Confesso un debole: mi attrae l’attualità, mi appassiona la situazione dell’essere umano in questa epoca, il modo in cui riformula incessantemente antichi dilemmi. Mi piace dialogare con i miei contemporanei, e in particolare con quanti vivono nel mio paese e si esprimono nella mia lingua. Con chi altri dovrei farlo? E mi piace dialogare attraverso la narrativa, attraverso cioè un dizionario condiviso di mitologie (a volte scadenti, a volte sorprendenti), di gerghi e tic del presente. Per Berardinelli la letteratura italiana attuale, priva di memoria e vere motivazioni, non costituisce più un teatro interessante in cui osservare la eterna “commedia umana”. Ora, si può sempre preferire un altro osservatorio (c’è chi si appassiona al teatro della politica…), però nei romanzi italiani che recensisco, nella loro lingua, in qualche personaggio etc…, trovo sempre il tentativo di elaborare almeno una esperienza individuale. Non nego che spesso si avverta un declino rispetto alla narrativa della generazione precedente. Una volta ho scherzato sull’eredità-Calvino, invitando a vedere in tre scrittori “calviniani” di oggi il Calvino dimezzato, il Calvino rampante e il Calvino inesistente… Però non generalizzerei. Inoltre: nelle librerie americane non ci sono solo i due scaffali “fiction” e “nonfiction”, come nel mio indice di Un’idea dell’Italia, ma anche “literature”, dove si trovano Roth, Delillo, McCarthy, etc… Nel mio caso resta uno scaffale vuoto, perché credo che si dovrà aspettare qualche anno prima di riempirlo…. Uso le opere letterarie per dialogare con un pubblico sulle questioni etico-filosofiche che più mi premono. Dietro il mestiere di critico mi riconosco una passione di ritrattista, storico delle idee, diagnosta sociale, etc. Proietto sulla fragile letteratura di oggi, che sembra nata da se stessa, interrogativi troppo alti? Ma è proprio questo attrito a rivelarci qualcosa.

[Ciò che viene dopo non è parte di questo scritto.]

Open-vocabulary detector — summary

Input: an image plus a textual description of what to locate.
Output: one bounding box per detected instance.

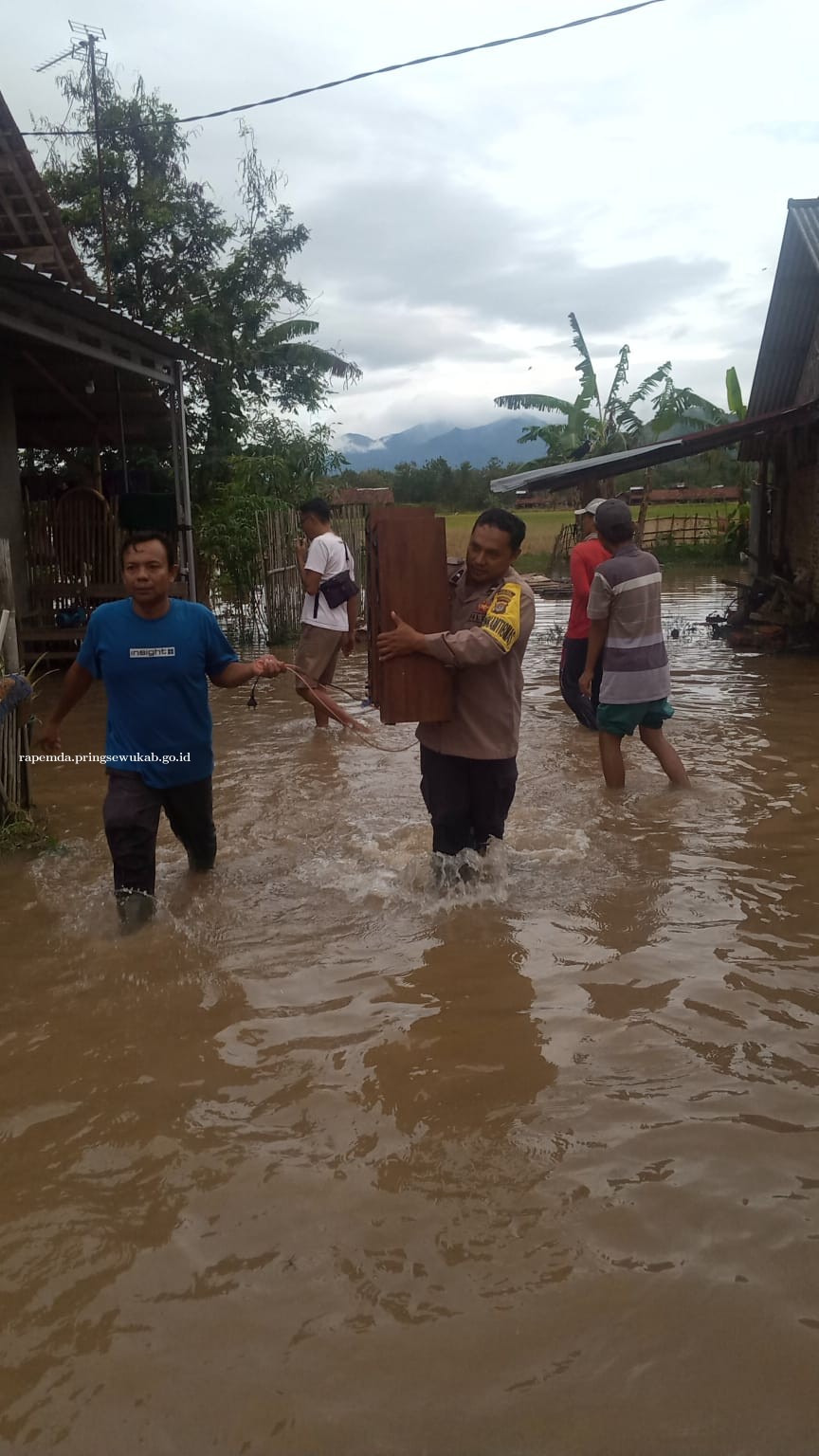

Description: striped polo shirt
[588,541,670,703]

Forse siamo vicini alla situazione profetizzata nel 1928 da Svevo, in cui il pubblico della narrativa, così come il pubblico della poesia, sarà composto dagli autori stessi: “tutti scriveranno… ognuno leggerà se stesso”. Ma ancora per un po’ sembra che la narrativa continui a disporre di un pubblico e di un proprio mercato. Il che comporta alcune responsabilità per la critica. Davvero ottanta recensioni in dieci anni sono troppe? Se consideriamo che in Italia escono 570 titoli al giorno (di cui il 70% novità), non mi sembrano tantissime, specie per un “critico giornaliero” (può darsi che, come anche Berardinelli, io scriva troppi articoli, ma questo è un altro discorso). Rappresentano comunque una selezione. La critica è soprattutto giudizio e discernimento. E, mi sembra, nel nostro paese combatte ostinatamente le sue battaglie, per difendere un gusto e una idea di cultura che certamente ci vengono dal passato. Un volta Berardinelli, dopo aver scritto il dodicesimo articolo contro Umberto Eco, commentò – giustamente – che sentiva il dovere di farlo perché altrimenti nessun altro l’avrebbe fatto. Bene, se la critica non prova a dare un’ “idea dell’Italia” attraverso i libri di cui sceglie di parlare, chi potrebbe farlo? Dato che l’editoria non ha più i filtri di una volta (pubblica di tutto, purché contenga qualche trovata) il ruolo valutativo della critica mi appare oggi ancor più come un servizio “civico” e un’ecologia minima della cultura.
[Immagine: Gerhard Richter, Farben (gm)].
Mi pare evidente che qui si parli soprattutto del romanzo, più che degli altri generi letterari e artistici .
Già Berardinelli, alla fine del secolo breve, discuteva di romanzo-saggio, come della forma più adatta a cogliere l’animo, i gusti e la capacità di unire riflessione e realtà in uno stile novecentesco. Come ,negli altri paesi, il roman-journal, il racconto-documento fino allo storydelling oggi o la docu-fiction….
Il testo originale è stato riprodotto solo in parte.